NA GRANDE ÁREA
Uma pedra no caminho
Domingo aconteceu qualquer coisa no campeonato que me fez acordar, lembrando de um dos mais celebrados poemas de Drummond: E agora, José? O Cruzeiro perdeu, o Santos venceu, a distância encolheu. José é qualquer um de nós. José somos todos nós que não queremos aprender a sábia lição de que, em futebol, só se fala de campeão depois que a festa acabou, depois que a luz apagou e depois que o povo sumiu do estádio.
A aritmética dos catedráticos não contava que o Juventude sairia do Mineirão levando três pontos que poderão salvá-lo do abismo e que, por outro lado, reacendem as esperanças santistas, agora, só a nove pontos do Cruzeiro. Cruzeiro que há um ano estava invicto no Mineirão. Cruzeiro cuja torcida, em delírio antecipado, já festejava o título, sem que ninguém ousasse contestá-la. A começar por este Marquês de Xapuri.

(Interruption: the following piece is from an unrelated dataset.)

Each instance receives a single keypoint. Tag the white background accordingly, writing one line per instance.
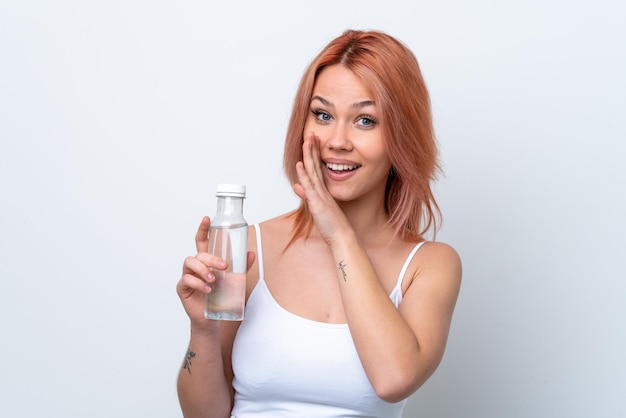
(118, 119)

E nove pontos não são mais que três derrotas do líder. Faltam nove jogos, com 27 pontos em jogo. O Cruzeiro é o melhor time do campeonato. Mas, o futebol já demonstrou, mil vezes, que é um jogo de sortilégios. Não foi à toa que o conselheiro Acácio, célebre filósofo de galinheiro, disse, um dia, pra espanto geral, que o futebol é uma caixinha de surpresas.

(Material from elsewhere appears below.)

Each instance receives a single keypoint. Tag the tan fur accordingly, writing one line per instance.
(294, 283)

Pra terminar com o mesmo poeta do começo desta nota, é bom saber que, na vida como no futebol, tem uma pedra no meio do caminho/ No meio da caminho tem uma pedra.
E agora, Cruzeiro?
De Romário a Greta Garbo
Romário passa à história do futebol como o gênio do gol inapelável. Ninguém jamais conseguiu reduzir o espaço da grande área às dimensões de sua soberana vontade. Sempre ignorou, solenemente, os zagueiros mais consistentes, os goleiros mais invioláveis.

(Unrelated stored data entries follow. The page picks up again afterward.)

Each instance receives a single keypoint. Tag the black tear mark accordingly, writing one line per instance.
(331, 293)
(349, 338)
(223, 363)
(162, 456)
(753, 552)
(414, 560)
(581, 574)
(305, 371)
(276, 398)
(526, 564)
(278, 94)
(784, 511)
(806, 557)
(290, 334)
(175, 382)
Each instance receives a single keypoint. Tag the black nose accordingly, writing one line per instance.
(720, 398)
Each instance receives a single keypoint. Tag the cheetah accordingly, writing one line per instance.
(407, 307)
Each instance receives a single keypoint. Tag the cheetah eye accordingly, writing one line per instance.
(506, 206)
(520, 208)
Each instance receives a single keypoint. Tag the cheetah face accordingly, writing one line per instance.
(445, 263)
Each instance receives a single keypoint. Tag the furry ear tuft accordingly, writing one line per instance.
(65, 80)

Era o senhor dos tempos, os cronológicos e os psicológicos. Acontece que o tempo passa. Pra alguns, de forma impressentida; pra outros, de forma palpável. Romário insiste em continuar jogando, embora comece a dar sinais de que está chegando a hora de dizer adeus ao futebol. Ele tem dado claras provas de que já não é o fabuloso artilheiro de gols impensáveis e inesquecíveis.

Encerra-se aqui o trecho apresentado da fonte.